Le management n’est ni magie ni don. C’est un effort permanent consistant à considérer l’organisation comme un système, à s’adapter à l’environnement et à accomplir sa finalité. Il n’existe pas de manuel exhaustif, mais de nombreuses méthodes sont connues. Tant que l’on n’oublie pas l’essentiel, on libère un peu plus l’organisation du danger de s’en remettre au hasard ou aux subordonnés, comme ces « cadres sans définition ».
FAQ (questions fréquentes)
Q : Qu’est-ce que le management ? R : Il s’agit de l’ensemble des activités par lesquelles une organisation ou une équipe planifie, ajuste et contrôle les personnes, ressources, informations et processus afin d’atteindre ses objectifs. Ce n’est pas un simple titre hiérarchique, mais l’acte de maintenir un système qui produit des résultats durables.

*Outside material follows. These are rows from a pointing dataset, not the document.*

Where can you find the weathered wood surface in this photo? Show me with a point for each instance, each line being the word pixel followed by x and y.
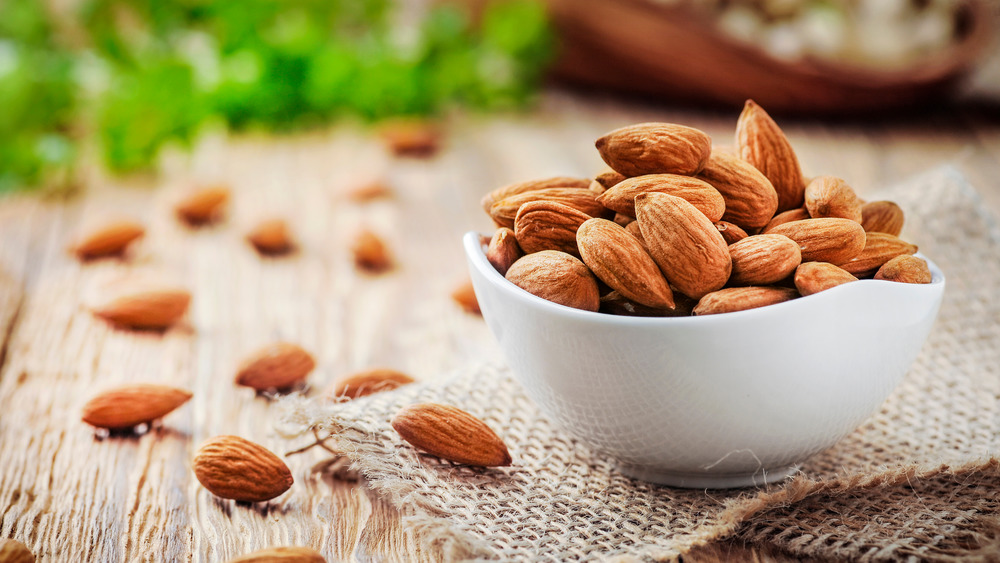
pixel 70 496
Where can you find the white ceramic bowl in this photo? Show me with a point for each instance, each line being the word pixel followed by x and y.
pixel 717 401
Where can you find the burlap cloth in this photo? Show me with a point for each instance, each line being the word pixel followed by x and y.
pixel 918 481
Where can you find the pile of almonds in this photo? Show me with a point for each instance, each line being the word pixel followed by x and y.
pixel 677 227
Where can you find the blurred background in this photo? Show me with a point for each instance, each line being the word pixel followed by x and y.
pixel 114 81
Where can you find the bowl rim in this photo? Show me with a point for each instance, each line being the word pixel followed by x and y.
pixel 472 242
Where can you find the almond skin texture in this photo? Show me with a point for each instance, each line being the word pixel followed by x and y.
pixel 734 299
pixel 749 196
pixel 882 217
pixel 686 246
pixel 763 144
pixel 452 434
pixel 546 225
pixel 109 240
pixel 238 469
pixel 831 240
pixel 131 405
pixel 905 269
pixel 368 382
pixel 619 260
pixel 814 277
pixel 879 249
pixel 503 250
pixel 828 196
pixel 149 309
pixel 763 259
pixel 704 197
pixel 655 148
pixel 280 365
pixel 504 212
pixel 557 277
pixel 282 555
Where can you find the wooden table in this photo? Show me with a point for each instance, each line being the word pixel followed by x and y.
pixel 70 496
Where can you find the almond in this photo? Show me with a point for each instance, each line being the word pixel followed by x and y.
pixel 763 144
pixel 686 246
pixel 234 468
pixel 203 205
pixel 108 240
pixel 879 248
pixel 829 239
pixel 655 148
pixel 504 212
pixel 882 217
pixel 368 382
pixel 452 434
pixel 704 197
pixel 905 269
pixel 828 196
pixel 131 405
pixel 280 365
pixel 764 259
pixel 814 277
pixel 619 260
pixel 503 250
pixel 749 196
pixel 282 555
pixel 547 225
pixel 271 237
pixel 734 299
pixel 530 186
pixel 557 277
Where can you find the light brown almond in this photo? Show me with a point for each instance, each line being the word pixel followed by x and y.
pixel 619 260
pixel 764 259
pixel 882 217
pixel 280 365
pixel 235 468
pixel 700 194
pixel 814 277
pixel 749 196
pixel 763 144
pixel 130 405
pixel 503 250
pixel 452 434
pixel 110 239
pixel 829 239
pixel 547 225
pixel 655 148
pixel 879 248
pixel 686 246
pixel 905 269
pixel 557 277
pixel 829 196
pixel 734 299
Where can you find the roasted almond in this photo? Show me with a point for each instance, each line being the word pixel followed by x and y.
pixel 655 148
pixel 234 468
pixel 708 200
pixel 686 246
pixel 763 144
pixel 750 199
pixel 131 405
pixel 829 239
pixel 452 434
pixel 734 299
pixel 280 365
pixel 557 277
pixel 763 259
pixel 110 239
pixel 619 260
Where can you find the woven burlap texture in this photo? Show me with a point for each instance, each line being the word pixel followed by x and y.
pixel 918 481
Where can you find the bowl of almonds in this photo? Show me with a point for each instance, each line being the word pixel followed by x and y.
pixel 708 318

Q : Quelle est la différence entre management et leadership ? R : Le leadership consiste à « fixer une destination crédible », tandis que le management est « l’activité d’ajuster les composantes (processus) et les ressources pour avancer vers le but et affronter l’environnement ». Les bons cadres combinent les deux, mais l’un sans l’autre ne suffit pas pour maintenir des résultats sur la durée.
Q : Pourquoi les cadres uniquement titulaires échouent-ils ? R : Parce qu’ils donnent des ordres au gré des circonstances sans comprendre la définition du management. Même si les résultats apparaissent un temps, ils s’évaporent dès que les subordonnés talentueux partent.
Q : Quels sont les signes d’une organisation qui ne manage pas correctement ? R : « Les résultats ne tiennent que tant qu’une personne talentueuse est là », « après un succès, les échecs s’enchaînent », « les subordonnés s’épuisent et démissionnent » : autant de symptômes typiques.
Références et liens
- P. F. Drucker, « Management : Tasks, Responsibilities, Practices » (Diamond, traduction japonaise).
- Gallup, State of the Global Workplace, 2025.